Personal information
- Full name: George Stephen Sparrow
- Born: 20 November 1869 St Kilda, Victoria
- Died: 6 April 1933 (aged 63) Caulfield, Victoria
- Original team: St Kilda Esplanade

Playing career^{1}
- Years: Club / Games (Goals)
- 1892–1896: Richmond (VFA) / 86 (56)
- 1898: South Melbourne / 14 (2)
- 1899: St Kilda / 11 (0)
- Total:  / 111 (58)

Coaching career
- Years: Club / Games (W–L–D)
- 1913, 1920, 1928–29: St Kilda / 63 (37–26–0)
- ^{1} Playing statistics correct to the end of 1929.

Career highlights
- Richmond leading goalkicker 1892 (19) and 1893 (23); Richmond captain 1894–1895;

= George Sparrow =

Australian rules footballer and coach

George Stephen Sparrow (20 November 1869 – 6 April 1933) was an Australian rules footballer who played with South Melbourne and both played for and coached St Kilda in the Victorian Football League (VFL).

==Football==
Nicknamed 'Sugar', Sparrow began his career in the Victorian Football Association playing for Richmond, where he was captain for two years.

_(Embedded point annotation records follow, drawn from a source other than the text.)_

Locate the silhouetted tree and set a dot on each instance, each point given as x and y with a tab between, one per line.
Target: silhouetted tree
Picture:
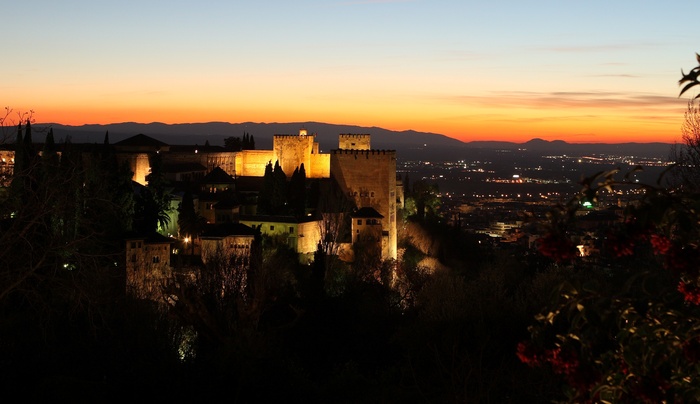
297	192
153	202
188	221
265	195
278	202
687	155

He joined the VFL in its second season, and after having to sit out 1897 to gain a clearance, represented South Melbourne before switching to St Kilda the following year.

After retiring, Sparrow turned to coaching and was appointed senior coach of St Kilda in 1913. He coached the club to its first ever Grand Final: the Saints had defeated Minor Premiers Fitzroy in the Final, but under the rules at the time, Fitzroy had an automatic right of challenge, and they won the Grand Final the following week.

Sparrow quit as coach at the end of 1913, coaching five games as caretaker coach in 1920. He returned again in 1928, this time for a two-season stint, with the Saints finishing sixth, missing the finals on percentage. In 1929 he coached St Kilda to the finals again, with a Semi Final loss ending the club's season.

He finished with a winning percentage of 58.73% as a coach.